A good rule of thumb when asking a question about science and nature is, I believe, the following:

Ask yourself First or something really is so, before you wonder why .

Polaris actually moves .Among other things due to the annual tour of the Earth around the sun.This movement — which is called parallax — is, however, so small that we need a very precise instrument to measure it. The reason the movement is so small has to do with the enormous distances in space.

Outside the yearly parallax, there are two more effects that make the spot of Polaris on the outcrop not static. I’ll go deeper into that below.

Parallax explained:

The orbit of the Earth around the sun has a diameter of approximately 300 million kilometers.This is a huge distance in our experience, but the distance to even the nearest stars is much bigger; Those are in the order of tens of thousands of times as far away as the size of the Earth’s orbit. Just as you can quickly move the roadside of the road from a moving car, the trees on the horizon are much slower, and the moon seems to stand still in the sky, in the universe also that things that are far away seem to be almost silent because your own movement is once R Elative is small. An interesting fact is that the parallax of stars can therefore be used to estimate their distance. The larger the ‘ circle ‘ that the star seems to make in relation to the background as a result of the yearly circle around the sun of the Earth, the closer the star.

Here you can find more information about measuring distances in the universe: Astronomical Distance measurement-Wikipedia

Effect 2: The Own movement of stars:

You rightly suggest in your question that the movement of the solar system in its orbit around the center of the Milky Way should also ensure a movement of Polaris (and of all other stars).That’s right: all the stars we can see at night with the naked eye, have their own orbit in the galaxy, and all the stars are therefore moving relative to each other. But because the turnover of a star is in the order of hundreds of millions of years, these relative movements are so slow that we cannot easily perceive them in most of the stars. It takes tens of thousands to hundreds of thousands of years before you would see clear differences to the shapes of the constellations with the naked eye. The starry sky therefore seems static.

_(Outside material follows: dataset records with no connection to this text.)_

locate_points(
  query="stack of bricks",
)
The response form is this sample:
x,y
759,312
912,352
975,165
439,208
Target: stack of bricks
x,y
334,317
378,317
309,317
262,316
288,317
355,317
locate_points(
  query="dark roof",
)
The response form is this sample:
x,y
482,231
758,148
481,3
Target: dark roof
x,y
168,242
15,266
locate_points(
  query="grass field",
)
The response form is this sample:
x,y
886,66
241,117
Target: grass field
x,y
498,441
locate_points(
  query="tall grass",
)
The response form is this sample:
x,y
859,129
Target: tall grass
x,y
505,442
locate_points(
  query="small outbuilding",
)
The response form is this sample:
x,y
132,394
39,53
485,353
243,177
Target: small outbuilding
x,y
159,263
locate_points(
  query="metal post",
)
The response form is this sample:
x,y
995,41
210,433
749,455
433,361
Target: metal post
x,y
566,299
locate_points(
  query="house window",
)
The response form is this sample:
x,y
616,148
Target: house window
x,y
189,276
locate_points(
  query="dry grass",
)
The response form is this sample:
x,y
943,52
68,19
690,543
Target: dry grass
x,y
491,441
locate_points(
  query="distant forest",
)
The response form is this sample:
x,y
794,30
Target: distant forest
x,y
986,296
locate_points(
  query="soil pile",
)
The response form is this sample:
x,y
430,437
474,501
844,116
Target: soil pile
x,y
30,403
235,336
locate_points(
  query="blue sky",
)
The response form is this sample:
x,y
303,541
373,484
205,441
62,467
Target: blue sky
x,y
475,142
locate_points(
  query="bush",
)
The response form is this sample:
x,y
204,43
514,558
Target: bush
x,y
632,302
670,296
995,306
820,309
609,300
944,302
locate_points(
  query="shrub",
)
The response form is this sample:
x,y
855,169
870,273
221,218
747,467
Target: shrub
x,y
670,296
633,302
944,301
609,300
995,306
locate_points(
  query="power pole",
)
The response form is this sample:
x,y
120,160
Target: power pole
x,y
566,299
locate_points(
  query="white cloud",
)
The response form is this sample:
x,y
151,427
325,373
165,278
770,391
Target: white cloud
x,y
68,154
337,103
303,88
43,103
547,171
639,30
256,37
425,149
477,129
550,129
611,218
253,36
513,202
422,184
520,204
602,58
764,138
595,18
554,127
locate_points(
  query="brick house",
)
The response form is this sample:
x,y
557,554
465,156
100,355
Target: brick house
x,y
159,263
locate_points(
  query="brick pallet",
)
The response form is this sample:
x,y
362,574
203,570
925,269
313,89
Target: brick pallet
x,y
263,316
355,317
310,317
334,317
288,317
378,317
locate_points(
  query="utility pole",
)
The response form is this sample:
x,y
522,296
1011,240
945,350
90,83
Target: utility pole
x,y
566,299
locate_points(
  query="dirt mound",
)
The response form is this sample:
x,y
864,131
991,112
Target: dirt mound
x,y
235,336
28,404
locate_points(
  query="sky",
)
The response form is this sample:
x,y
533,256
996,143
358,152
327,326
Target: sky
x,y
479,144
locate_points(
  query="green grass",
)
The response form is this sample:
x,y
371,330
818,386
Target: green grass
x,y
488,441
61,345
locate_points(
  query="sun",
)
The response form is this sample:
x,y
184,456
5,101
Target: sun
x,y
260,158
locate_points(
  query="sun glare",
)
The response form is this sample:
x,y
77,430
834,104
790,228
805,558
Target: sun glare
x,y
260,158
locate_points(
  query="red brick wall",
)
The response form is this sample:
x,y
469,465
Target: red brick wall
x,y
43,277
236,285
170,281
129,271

Here more information about the own movement of stars: Own movement-Wikipedia

Effect 3: The precession of the Earth axis:

Finally, you may find it interesting to know that the earth axis is slowly changing angle and direction.This effect is called precession and causes the spot of the sky poles to slowly shift. As a result of that precession, Polaris is no longer a polar star over a few thousand years, but points the extension of the earth’s axis to another star. The precession of the earth has a period of approximately 26,000 years which means that Polaris will again be temporarily our Arctic star.